A Day of Rest (Sabbath) for our Minds; and A Brilliant Mind

Today we needed some downtime, so we rested for much of the day. I hung out reading in the Rockefeller Library on the Brown campus (nicknamed “The Rock”; yet another rock in our pilgrimage – a theme emerging?). Then we went for a walk around the Brown University campus and surrounding College Hill neighborhood.

Photos: First Baptist Church in America (founded by Roger Williams in 1638); Van Wickle Gates (main entrance to Brown; opened twice a year: once inward at Convocation when the new freshman process through them, and once outward at Commencement when the graduating seniors process through them)
Photos: The Sciences Library ("SciLi"); Students playing Frisbee on the Green

Photos: Sayles Hall (1881) has the largest surviving (3000 pipes) Hutchings-Votey organ in the world (installed 1903). The John Carter Brown Library (1904) holds a world-class collection of rare books and maps relating to the European discovery, exploration, settlement, and development of North and South America.
Photos: University Hall (1778), the oldest building on campus, houses the administrative offices. It was appropriated as a barracks for American troops during the Revolutionary War. Manning Hall (1835), which originally housed the library and chapel, was inspired by the temple of Diana-Propylea in Eleusis -- twice the size of the original.
Photos: Carrie Tower (1904), a memorial to the granddaughter of Nicholas Brown ("Steering freshmen to the corner of Waterman and Prospect for a date with Miss Carrie Tower used to be a favorite sport for upperclassmen"); Robinson Hall (1878), formerly a library, the nation's third "panoptic library" -- where the librarian could see all the books from his 360-degree view of the stacks
Photos: The inside of St. Stephen's Episcopal Church, a very high church which was getting ready for a Solemn Evensong for the Feast of Michael All Angels. Me standing in front of my old freshman dorm, Archibald House, in West Quad (now called Keeney Quad).
Photos: Two classic College Hill houses.
Photos: Me standing in front of Fulton Rehearsal Hall, where the Band (which I was a member of) still practices. Henry Pearce House (1898), Romanesque architecture similar to Henry Hobson Richardson's style, houses the Applied Mathematics department.
Photo: Me standing in front of the old computer center where I used to spend hours (all night sometimes) at the terminals in the basement working on my programming projects.

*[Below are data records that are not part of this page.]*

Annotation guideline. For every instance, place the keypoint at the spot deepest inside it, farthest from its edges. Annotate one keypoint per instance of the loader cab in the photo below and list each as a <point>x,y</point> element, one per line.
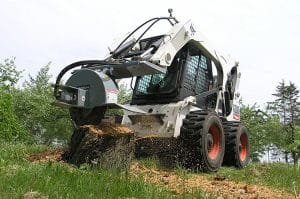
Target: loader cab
<point>190,74</point>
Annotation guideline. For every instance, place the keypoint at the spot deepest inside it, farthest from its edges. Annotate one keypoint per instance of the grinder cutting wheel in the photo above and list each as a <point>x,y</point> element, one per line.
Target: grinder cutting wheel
<point>183,89</point>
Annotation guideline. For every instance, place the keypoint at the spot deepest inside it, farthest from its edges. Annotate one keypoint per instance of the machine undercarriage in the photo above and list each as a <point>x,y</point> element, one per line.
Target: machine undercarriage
<point>183,91</point>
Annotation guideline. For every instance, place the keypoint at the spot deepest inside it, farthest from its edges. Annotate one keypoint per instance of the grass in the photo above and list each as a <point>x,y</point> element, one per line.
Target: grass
<point>57,180</point>
<point>277,175</point>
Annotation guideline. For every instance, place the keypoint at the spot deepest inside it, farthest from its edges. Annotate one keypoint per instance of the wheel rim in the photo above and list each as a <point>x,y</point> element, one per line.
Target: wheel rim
<point>243,146</point>
<point>213,142</point>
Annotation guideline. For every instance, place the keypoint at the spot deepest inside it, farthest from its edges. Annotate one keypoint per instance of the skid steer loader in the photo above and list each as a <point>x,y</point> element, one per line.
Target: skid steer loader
<point>182,89</point>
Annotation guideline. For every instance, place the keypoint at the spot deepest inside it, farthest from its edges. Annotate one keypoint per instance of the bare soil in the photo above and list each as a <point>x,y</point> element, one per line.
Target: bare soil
<point>108,146</point>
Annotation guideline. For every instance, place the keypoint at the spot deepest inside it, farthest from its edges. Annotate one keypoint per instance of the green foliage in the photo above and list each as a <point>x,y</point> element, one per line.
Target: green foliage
<point>286,105</point>
<point>276,175</point>
<point>264,130</point>
<point>9,75</point>
<point>34,106</point>
<point>56,180</point>
<point>10,127</point>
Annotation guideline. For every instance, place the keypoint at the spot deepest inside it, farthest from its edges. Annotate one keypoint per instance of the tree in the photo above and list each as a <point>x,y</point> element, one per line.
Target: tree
<point>34,106</point>
<point>286,105</point>
<point>10,127</point>
<point>263,128</point>
<point>9,75</point>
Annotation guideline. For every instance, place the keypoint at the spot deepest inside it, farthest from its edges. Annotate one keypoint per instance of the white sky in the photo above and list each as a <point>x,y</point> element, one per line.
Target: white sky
<point>263,35</point>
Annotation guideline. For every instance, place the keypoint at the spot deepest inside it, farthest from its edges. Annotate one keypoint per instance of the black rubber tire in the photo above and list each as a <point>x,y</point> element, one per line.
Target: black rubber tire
<point>194,134</point>
<point>237,153</point>
<point>87,116</point>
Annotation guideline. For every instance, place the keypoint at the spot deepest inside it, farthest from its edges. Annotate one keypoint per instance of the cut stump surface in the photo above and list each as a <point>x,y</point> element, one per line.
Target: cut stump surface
<point>106,145</point>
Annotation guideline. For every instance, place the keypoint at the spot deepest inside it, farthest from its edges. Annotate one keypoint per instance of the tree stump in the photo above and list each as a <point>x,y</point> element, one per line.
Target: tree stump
<point>106,145</point>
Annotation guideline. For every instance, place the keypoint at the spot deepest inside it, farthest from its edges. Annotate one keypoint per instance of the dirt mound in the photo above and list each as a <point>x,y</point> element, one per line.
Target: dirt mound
<point>51,155</point>
<point>218,186</point>
<point>106,145</point>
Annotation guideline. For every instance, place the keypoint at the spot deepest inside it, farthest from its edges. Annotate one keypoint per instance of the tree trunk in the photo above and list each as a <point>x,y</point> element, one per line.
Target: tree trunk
<point>107,146</point>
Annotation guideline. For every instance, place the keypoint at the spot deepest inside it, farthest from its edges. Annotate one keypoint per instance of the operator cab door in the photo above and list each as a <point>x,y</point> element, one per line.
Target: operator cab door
<point>198,79</point>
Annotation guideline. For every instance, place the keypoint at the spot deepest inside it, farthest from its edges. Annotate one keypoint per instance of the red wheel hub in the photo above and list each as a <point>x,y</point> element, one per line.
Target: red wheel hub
<point>243,146</point>
<point>213,142</point>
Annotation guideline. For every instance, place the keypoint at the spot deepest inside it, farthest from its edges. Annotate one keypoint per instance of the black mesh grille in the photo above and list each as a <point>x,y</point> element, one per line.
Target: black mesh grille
<point>196,75</point>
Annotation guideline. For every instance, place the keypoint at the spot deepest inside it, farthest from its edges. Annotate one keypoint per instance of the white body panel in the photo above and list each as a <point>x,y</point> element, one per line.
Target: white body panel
<point>169,125</point>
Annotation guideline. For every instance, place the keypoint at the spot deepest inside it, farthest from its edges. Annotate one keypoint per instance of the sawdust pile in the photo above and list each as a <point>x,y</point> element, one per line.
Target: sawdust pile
<point>107,146</point>
<point>54,155</point>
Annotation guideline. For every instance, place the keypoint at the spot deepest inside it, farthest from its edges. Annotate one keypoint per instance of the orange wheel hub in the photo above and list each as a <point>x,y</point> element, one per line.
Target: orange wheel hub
<point>213,142</point>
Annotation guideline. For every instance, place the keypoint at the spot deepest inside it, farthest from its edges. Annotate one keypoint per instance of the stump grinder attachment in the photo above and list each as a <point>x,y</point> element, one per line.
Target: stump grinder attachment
<point>183,89</point>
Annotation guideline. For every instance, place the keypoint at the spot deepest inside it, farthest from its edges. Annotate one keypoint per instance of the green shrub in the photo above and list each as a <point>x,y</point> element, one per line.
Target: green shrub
<point>10,127</point>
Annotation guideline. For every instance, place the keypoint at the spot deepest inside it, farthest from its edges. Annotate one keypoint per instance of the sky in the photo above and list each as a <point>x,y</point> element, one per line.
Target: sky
<point>263,35</point>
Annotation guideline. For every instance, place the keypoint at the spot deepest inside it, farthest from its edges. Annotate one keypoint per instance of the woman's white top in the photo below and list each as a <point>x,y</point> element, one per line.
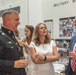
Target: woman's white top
<point>45,49</point>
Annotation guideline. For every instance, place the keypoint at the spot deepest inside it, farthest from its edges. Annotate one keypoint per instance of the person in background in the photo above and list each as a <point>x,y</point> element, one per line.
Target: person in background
<point>43,51</point>
<point>11,53</point>
<point>28,36</point>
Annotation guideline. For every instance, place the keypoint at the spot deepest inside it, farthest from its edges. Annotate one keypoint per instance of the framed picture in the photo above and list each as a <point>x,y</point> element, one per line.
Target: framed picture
<point>49,24</point>
<point>66,27</point>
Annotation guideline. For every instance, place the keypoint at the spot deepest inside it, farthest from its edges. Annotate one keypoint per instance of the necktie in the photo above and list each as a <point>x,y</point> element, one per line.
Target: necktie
<point>73,62</point>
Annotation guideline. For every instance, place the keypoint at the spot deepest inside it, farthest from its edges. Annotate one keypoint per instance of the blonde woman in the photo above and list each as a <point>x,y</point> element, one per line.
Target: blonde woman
<point>43,51</point>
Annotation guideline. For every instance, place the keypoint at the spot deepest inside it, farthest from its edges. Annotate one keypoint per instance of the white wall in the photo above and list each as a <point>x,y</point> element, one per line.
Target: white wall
<point>54,13</point>
<point>6,4</point>
<point>35,12</point>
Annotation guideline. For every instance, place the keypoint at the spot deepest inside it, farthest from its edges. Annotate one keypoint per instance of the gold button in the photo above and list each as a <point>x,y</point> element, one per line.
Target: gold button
<point>19,50</point>
<point>9,32</point>
<point>16,43</point>
<point>12,47</point>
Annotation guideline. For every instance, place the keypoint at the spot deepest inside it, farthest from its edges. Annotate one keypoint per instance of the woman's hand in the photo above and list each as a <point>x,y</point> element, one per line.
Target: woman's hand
<point>39,57</point>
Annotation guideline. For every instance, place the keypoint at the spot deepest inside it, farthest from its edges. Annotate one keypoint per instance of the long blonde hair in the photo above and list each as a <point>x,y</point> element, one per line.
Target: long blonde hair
<point>35,37</point>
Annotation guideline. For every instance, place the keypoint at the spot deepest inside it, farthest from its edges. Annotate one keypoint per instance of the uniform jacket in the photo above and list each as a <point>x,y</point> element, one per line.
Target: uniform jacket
<point>9,52</point>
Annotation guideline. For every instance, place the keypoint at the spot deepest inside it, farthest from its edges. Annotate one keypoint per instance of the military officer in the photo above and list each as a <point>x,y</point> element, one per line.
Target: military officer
<point>11,53</point>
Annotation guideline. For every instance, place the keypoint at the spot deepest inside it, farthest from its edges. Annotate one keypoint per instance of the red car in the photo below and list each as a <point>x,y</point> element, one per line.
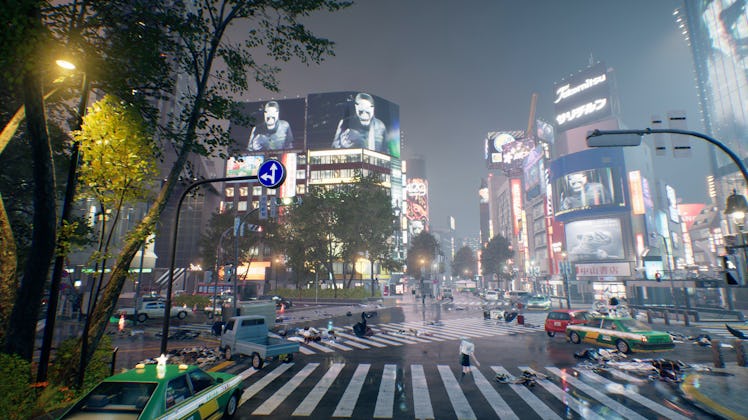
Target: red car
<point>558,319</point>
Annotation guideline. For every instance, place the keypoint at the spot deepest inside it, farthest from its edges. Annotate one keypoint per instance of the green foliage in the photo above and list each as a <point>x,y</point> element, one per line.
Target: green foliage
<point>464,263</point>
<point>18,397</point>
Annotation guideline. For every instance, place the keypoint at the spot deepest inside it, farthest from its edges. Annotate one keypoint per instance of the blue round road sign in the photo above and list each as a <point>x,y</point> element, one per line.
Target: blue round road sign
<point>271,174</point>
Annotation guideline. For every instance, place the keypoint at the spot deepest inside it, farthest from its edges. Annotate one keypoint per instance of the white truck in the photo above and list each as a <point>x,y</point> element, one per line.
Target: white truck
<point>247,335</point>
<point>152,309</point>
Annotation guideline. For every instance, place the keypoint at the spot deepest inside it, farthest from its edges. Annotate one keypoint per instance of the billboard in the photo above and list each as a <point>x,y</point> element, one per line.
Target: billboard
<point>594,240</point>
<point>268,125</point>
<point>582,98</point>
<point>417,200</point>
<point>506,150</point>
<point>588,181</point>
<point>352,120</point>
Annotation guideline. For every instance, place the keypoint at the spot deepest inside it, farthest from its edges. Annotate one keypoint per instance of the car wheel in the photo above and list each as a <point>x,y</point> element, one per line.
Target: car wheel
<point>231,406</point>
<point>256,361</point>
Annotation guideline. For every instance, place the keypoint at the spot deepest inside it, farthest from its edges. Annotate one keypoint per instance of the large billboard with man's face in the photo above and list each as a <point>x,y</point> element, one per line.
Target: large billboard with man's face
<point>353,120</point>
<point>267,126</point>
<point>594,240</point>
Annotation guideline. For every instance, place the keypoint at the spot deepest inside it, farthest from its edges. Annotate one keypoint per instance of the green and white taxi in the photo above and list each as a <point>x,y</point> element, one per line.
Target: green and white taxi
<point>161,392</point>
<point>624,334</point>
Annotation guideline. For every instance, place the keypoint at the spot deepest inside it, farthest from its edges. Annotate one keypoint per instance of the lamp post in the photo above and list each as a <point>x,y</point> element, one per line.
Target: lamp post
<point>67,204</point>
<point>172,252</point>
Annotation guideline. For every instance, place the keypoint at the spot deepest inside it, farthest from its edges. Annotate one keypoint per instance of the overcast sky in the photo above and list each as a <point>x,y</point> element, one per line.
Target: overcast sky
<point>459,69</point>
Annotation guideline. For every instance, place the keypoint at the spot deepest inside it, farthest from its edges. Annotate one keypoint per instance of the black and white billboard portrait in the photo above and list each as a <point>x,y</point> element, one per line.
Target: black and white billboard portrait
<point>594,240</point>
<point>269,125</point>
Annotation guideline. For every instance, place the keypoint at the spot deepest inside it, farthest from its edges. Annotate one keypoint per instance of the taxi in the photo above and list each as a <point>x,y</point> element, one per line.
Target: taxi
<point>161,392</point>
<point>624,334</point>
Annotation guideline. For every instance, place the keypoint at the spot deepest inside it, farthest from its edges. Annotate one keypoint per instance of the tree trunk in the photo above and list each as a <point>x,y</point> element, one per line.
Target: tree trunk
<point>22,327</point>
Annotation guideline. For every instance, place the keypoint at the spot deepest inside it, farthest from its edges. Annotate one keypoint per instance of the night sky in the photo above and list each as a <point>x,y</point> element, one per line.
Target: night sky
<point>459,69</point>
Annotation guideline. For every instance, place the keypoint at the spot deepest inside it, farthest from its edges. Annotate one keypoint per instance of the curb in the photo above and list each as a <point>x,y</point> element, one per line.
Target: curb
<point>691,390</point>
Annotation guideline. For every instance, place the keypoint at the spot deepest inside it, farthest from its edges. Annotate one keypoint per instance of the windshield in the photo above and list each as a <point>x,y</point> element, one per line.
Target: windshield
<point>121,398</point>
<point>635,325</point>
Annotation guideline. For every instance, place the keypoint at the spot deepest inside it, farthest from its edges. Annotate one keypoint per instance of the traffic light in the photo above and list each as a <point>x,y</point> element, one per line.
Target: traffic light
<point>733,275</point>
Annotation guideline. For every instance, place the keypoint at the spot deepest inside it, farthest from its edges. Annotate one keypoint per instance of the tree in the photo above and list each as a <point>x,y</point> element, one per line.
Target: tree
<point>495,256</point>
<point>464,263</point>
<point>213,69</point>
<point>424,249</point>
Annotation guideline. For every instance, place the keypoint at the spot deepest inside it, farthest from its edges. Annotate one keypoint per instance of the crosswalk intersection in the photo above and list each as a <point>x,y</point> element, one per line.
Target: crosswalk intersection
<point>416,332</point>
<point>427,391</point>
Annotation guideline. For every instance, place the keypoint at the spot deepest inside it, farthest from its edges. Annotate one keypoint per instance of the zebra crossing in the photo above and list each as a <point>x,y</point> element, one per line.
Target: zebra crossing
<point>422,391</point>
<point>416,332</point>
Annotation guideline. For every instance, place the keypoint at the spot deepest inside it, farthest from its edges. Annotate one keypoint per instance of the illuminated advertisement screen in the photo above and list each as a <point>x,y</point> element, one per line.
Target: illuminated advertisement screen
<point>417,199</point>
<point>594,240</point>
<point>582,98</point>
<point>587,181</point>
<point>353,120</point>
<point>718,32</point>
<point>268,125</point>
<point>243,165</point>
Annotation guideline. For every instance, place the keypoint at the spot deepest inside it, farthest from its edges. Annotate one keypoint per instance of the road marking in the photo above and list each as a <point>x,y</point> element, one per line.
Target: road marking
<point>353,390</point>
<point>615,388</point>
<point>568,400</point>
<point>534,402</point>
<point>386,396</point>
<point>421,398</point>
<point>280,395</point>
<point>500,407</point>
<point>263,382</point>
<point>455,394</point>
<point>592,392</point>
<point>313,398</point>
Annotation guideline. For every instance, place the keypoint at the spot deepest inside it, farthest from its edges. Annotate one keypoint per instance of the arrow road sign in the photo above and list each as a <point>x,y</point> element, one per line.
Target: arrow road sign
<point>271,174</point>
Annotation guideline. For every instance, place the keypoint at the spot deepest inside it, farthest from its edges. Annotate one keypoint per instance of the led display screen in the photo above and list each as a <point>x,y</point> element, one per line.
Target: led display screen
<point>348,120</point>
<point>269,125</point>
<point>594,240</point>
<point>582,98</point>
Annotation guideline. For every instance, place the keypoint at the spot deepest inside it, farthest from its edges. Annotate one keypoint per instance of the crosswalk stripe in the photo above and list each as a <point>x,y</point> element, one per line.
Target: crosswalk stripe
<point>352,391</point>
<point>315,395</point>
<point>533,401</point>
<point>609,402</point>
<point>500,407</point>
<point>612,387</point>
<point>421,398</point>
<point>263,382</point>
<point>353,338</point>
<point>456,396</point>
<point>566,398</point>
<point>386,396</point>
<point>319,347</point>
<point>276,399</point>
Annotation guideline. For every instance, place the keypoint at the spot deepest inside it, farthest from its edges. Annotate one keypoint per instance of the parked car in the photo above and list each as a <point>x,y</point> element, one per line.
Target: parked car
<point>558,319</point>
<point>624,334</point>
<point>151,391</point>
<point>538,302</point>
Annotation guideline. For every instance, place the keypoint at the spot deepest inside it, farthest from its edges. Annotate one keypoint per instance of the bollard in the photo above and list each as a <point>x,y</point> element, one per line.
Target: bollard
<point>739,351</point>
<point>114,360</point>
<point>719,362</point>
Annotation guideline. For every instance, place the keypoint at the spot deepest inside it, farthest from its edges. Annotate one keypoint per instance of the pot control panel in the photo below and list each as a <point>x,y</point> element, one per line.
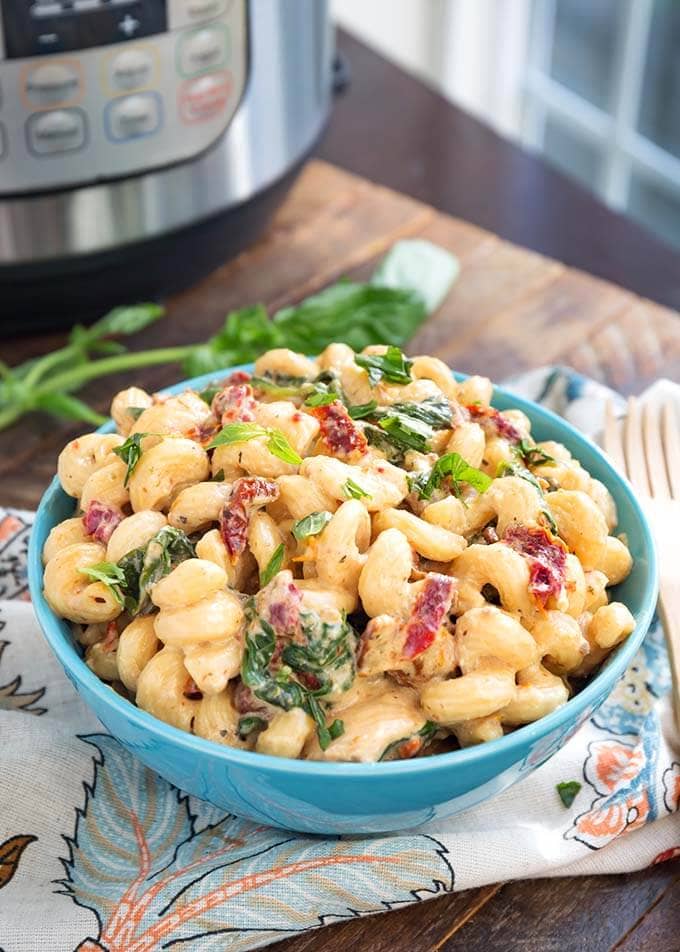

In the evening we went for dinner to AndrĂ©as, a Greek restaurant on Thayer Street, the little business street that runs through campus – one of the few establishments still there from when I was a student. After that, and some ice cream at Ben & Jerry’s, we took in a film at the Avon Cinema, a classic Art Deco movie theatre opened in 1938. We saw A Brilliant Young Mind. Wonderful film about a socially awkward teenage math prodigy who finds new confidence and new friendships when he lands a spot on the British squad at the International Mathematics Olympiad. Brought back memories of my days at math camp.

1 comment:

Lee said...

Rosie. So glad the blog is working now and you are on the this wonderful journey.